In un articolo sempre sul suo blog del 31 luglio, Raniero La Valle ritorna sul suo articolo precedente, che aveva destato molta attenzione. Il suo commento iniziale apre più interrogativi di quelli che intende risolvere: “Non è mia intenzione né sarei in grado di rispondere a tutte le questioni; è fuori discussione che la critica al post-teismo non ignora che si parla di un mistero, che l’unico linguaggio appropriato sarebbe quello apofatico, che la mistica è il vero luogo del rapporto umano con Dio; dunque tutte le repliche che insistono su questo hanno ragione. Tuttavia ben più di questo dicono molti che sostengono la posizione post-teista che come svolta epocale sancisce la chiusura dei conti con Dio, visto nelle forme forse un po’ stereotipe in cui lo ha tramandato il teismo (onnipotente, onnisciente, dispotico, ecc.)”.
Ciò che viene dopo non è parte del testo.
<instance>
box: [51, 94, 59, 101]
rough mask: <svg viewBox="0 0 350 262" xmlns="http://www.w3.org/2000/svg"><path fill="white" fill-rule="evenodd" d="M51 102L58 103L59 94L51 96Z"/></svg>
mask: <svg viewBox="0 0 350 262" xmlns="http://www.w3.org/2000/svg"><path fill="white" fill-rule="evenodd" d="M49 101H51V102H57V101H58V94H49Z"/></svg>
Forme stereotipe la sua onnipotenza e onniscienza? Se è Dio può e conosce tutto, altrimenti non sarebbe Dio. Poi La Valle si lancia in un ragionamento che ha una certa organicità che così esordisce: “Perciò è utile interrogarsi ancora sui termini del confronto, per cercare di fare chiarezza. E intanto bisogna dire che ciò che ci viene proposto non è l’ateismo, perché per l’ateismo nessun Dio c’è mai stato, neppure questo oggi  dismesso; non è per il mutare dei tempi che egli viene ora negato, altra è la privazione di Dio che alla sua lunga e nobile tradizione va ascritta. Il post-teismo ragiona invece di un Dio che c’era, o che almeno è stato creduto (e tanto e da tanti che intorno a questa nozione di Dio si è caratterizzata un’intera epoca storica), e che ora in un mondo fattosi adulto non c’è più, non ha ragione di essere creduto e a cui è facile addossare improbabili connotati oggi confutati fino all’irrisione”. Insomma il post teismo non è l’ateismo, perché per l’ateo Dio non esiste, ma per il post teista esisteva un idea di Dio che ora non è più necessaria. Tutto è ridotto all’immanenza, Dio esiste perché io lo creo, quando non ne ho più bisogno scompare come se non potesse esistere indipendentemente dal mio pensarlo. Insomma, siamo sempre nel buon vecchio immanentismo, uno dei capisaldi del modernismo.

Il modo in cui La Valle finisce il suo secondo articolo, in cui aveva denunciato il post teismo piuttosto come una critica contro il monoteismo, è interessante: “Occorre pertanto vigilare perché questo “post” del teismo non sia piuttosto una ricaduta nel passato e perché questo ritorno all’areopago di Atene che dovrebbe affrancarci dal “Dio ignoto”, giustamente inaccessibile alla scienza, non ci consegni piuttosto agli idoli che sempre più stanno prendendo il controllo della nostra vita. Se noi abbiamo infatti più sicurezze e meno antidoti, gli idoli crescono di numero e potenza, che si tratti del pallone glorioso, dei mercati sovrani, dei brevetti irrinunciabili sui vaccini o della libertà di inquinare”. Qui mi trovo d’accordo con La Valle e con una frase attribuita (sembra maldestramente) a Gilbert Keith Chesterton: “Quando la gente smette di credere in Dio, non è vero che non crede in niente, perché crede in tutto”. E per capire questo basta guardarsi intorno.